Perfect Pitch: Début Season

by patrickmccoy

Patrick Dupré Quigley talks family history, life with Seraphic Fire and desert island composers. 

By Patrick D. McCoy

PDQ Pub Conductingedit

Conductor Patrick Quigley will lead the acclaimed Florida-based ensemble Seraphic Fire in its Washington inaugural season at Saint Paul’s Church, K Street on November 10. (Photo by Abdiel Thorne)

Two-time Grammy-nominated conductor Patrick Dupré Quigley, 37 chats it up about the Washington début season of the Florida-based ensemble Seraphic Fire and northeast performances.

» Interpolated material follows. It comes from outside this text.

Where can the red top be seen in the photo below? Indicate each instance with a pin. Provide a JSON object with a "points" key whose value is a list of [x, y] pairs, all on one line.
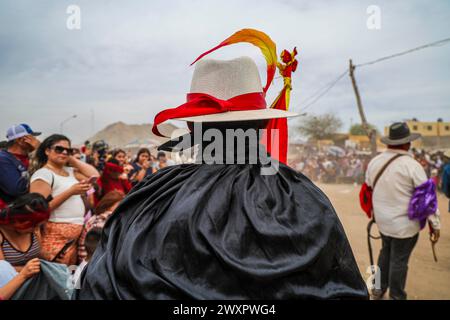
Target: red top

Washington Life: What initially sparked your interest in music and your eventual career choice as a conductor?
Patrick Quigley: My grandmother was a piano performance major in college and my grandfather’s mother was a church organist. All of her five sons sang in a barbershop group every Sunday and she directed it live on the radio. My parents sang all the time around the house and they figured out that when I was a baby that I would not be quiet. The only thing that kept me quiet was putting me between the speakers playing a recording of the Philadelphia Orchestra playing Stokowki’s transcription of the Bach “Toccata and Fugue in D minor.” That and Beethoven’s “Fifth Symphony” would keep me rapt until the record would get to the end.

WL: Tell us about the decision to establish a musical presence in Washington, D.C.
PQ: As we were thinking about the future of our ensemble and where we wanted people to hear our music, D.C. was on the top of our list. We wanted to bring that combination of choral and orchestra music with original instruments to Washington. It’s sort of exciting for us.

WL:  What are some of the things that will distinguish Seraphic Fire from some of the ensembles that Washington audiences are already accustomed to hearing?
PQ: We like to think of ourselves as a historically informed ensemble no matter what the period is. In our first program, we will perform music from the French and English Baroque periods, featuring the music of Charpentier, Purcell and a number of pieces by Handel. In February, we will perform the Mozart “Requiem,” but as completed by a young American composer Gregory Spears. We commissioned this piece two-and-a-half years ago and it is an amazing kaleidoscopic sort of combination of various styles. At the beginning of that program we will be performing selections from Gluck’s “Orfeo” and in April we perform the Brahms “Requiem,” a version Brahms wrote for piano and four hands.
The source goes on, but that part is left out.